Question directed to demon party in general: what plans do you have that are different this time around from the plans you implemented last time you controlled Raleigh? Specifically, your plan for unemployment payments put the state in debt by 10% of the total budget. Specifically, you had no plan in place when you took the loan from Washington, to pay unemployment benefits, for repayment of the loan. What will you do different this time to insure the budget is not so out of balance?

Question for demon party in general: Your party has proposed expanding medicare/medicaid in order to conform more closely with the central planners. How will you pay for the expanded costs to the state when the central planners change their mind on paying for this expansion? The central planners are broke, the country is OVER $17TRILLION in debt, so the central planners can NOT continue to pay for socialized medicine in the future. How will YOUR PLAN pay for the outrageous costs of covering residents when the central planners stop paying 90% of the cost? In the meantime, how will you pay for the 10% that the central planners have already told us they refuse to pay? Where in the budget will you get that 10%?

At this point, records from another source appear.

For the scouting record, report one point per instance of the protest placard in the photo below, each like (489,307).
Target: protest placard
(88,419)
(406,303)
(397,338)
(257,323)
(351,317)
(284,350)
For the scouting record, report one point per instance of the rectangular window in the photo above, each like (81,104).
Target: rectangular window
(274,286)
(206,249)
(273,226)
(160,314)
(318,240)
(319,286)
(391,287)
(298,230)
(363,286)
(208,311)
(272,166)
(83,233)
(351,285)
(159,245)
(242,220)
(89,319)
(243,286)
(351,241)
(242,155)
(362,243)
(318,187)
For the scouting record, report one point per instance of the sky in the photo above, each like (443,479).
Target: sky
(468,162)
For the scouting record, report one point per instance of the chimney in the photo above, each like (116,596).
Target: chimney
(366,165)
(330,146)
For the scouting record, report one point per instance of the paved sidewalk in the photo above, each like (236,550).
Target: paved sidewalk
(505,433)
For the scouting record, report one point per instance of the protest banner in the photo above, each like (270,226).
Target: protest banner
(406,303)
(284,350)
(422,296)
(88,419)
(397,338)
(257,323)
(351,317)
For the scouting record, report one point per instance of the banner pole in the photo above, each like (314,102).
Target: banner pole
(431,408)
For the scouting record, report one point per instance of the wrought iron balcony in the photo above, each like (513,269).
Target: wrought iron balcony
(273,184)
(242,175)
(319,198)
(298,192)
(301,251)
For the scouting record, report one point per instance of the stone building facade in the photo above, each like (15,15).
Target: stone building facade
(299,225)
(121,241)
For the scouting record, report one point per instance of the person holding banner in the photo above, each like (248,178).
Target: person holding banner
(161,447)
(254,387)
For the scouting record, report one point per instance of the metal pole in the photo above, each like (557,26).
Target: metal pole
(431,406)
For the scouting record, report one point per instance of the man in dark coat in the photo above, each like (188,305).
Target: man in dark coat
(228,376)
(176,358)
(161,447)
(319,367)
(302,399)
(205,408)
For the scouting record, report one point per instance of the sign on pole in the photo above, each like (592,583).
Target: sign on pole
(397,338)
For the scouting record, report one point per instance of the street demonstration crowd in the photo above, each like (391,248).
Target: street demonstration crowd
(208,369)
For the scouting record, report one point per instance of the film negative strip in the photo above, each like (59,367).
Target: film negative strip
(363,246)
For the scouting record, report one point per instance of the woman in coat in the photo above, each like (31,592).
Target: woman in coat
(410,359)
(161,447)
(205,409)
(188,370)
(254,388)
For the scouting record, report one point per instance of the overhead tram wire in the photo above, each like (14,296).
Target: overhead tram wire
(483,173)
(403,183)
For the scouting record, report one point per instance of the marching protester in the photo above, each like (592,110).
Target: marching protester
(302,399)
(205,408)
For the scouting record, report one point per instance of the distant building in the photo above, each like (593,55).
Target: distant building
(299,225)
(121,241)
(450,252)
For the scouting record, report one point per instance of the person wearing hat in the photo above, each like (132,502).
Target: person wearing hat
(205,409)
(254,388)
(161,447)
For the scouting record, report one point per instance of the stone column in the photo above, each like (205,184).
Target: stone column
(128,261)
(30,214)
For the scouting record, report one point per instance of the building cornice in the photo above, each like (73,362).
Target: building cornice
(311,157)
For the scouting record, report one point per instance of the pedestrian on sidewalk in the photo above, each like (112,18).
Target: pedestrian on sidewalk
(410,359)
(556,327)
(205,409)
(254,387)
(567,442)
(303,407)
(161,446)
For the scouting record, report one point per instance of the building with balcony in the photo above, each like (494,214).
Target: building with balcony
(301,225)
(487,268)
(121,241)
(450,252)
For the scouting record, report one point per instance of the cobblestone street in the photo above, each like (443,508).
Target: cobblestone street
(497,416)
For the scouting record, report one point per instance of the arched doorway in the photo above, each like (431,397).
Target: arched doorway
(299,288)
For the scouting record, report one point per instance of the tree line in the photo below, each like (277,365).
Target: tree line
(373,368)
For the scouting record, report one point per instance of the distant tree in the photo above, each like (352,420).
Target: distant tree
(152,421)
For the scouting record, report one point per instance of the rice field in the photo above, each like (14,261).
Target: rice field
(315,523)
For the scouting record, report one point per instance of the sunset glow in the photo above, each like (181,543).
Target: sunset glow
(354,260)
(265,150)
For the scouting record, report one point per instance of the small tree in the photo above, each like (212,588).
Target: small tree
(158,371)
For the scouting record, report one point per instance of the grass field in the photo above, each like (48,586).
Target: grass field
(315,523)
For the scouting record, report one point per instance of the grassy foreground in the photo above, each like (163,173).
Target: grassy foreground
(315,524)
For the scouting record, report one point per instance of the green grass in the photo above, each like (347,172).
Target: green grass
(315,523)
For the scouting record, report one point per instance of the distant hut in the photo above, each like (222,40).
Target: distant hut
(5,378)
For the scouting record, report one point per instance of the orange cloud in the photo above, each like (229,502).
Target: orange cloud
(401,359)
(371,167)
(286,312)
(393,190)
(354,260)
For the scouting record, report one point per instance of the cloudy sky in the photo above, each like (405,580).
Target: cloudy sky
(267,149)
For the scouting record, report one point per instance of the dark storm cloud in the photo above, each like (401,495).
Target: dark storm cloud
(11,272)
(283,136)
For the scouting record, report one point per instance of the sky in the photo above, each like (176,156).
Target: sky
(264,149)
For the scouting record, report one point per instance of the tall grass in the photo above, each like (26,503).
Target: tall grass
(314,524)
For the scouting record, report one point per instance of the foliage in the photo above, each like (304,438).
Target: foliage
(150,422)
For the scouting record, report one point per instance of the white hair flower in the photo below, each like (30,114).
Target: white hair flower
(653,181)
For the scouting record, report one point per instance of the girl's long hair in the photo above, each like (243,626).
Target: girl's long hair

In general, will your plan for the future, if we are stupid enough to re-elect you to the majority in Raleigh, be any different from your plan of the past? Your plan in the past was raise taxes, raise spending, pay more people more money for not working, raise compensation packages for government employees even when wages & benefits for private sector employees are falling, change every temporary tax to a permanent tax, increase regulation on private business while at the same time having government employees who refuse to do their jobs. What will be different this time around that we should even consider letting you back in control? How will your plans actually improve the economic position of the average, majority, of NC legal citizens? Besides paying companies to move their operations to our state, what is your plan for encouraging more businesses to do business here? Besides shutting down any/all production of 'energy' in NC, what are your plans for off-shore drilling? Even if you oppose fracking, how do you explain opposing off-shore drilling that has proven to be safe and quite profitable for the state?

June 2, 2014 at 11:23 am
James Barrett says:

Pat McCrory campaigned as a moderate, but the agenda that he has signed on to by signing these bills is extremely right-wing. He broke promises on tax reform being revenue neutral and no additional abortion restrictions for obvious examples. That is what has most people upset -- the NCGA received almost 500k fewer GOP votes than Pat did, but they are implementing their own radical agenda, not what most NC citizens want.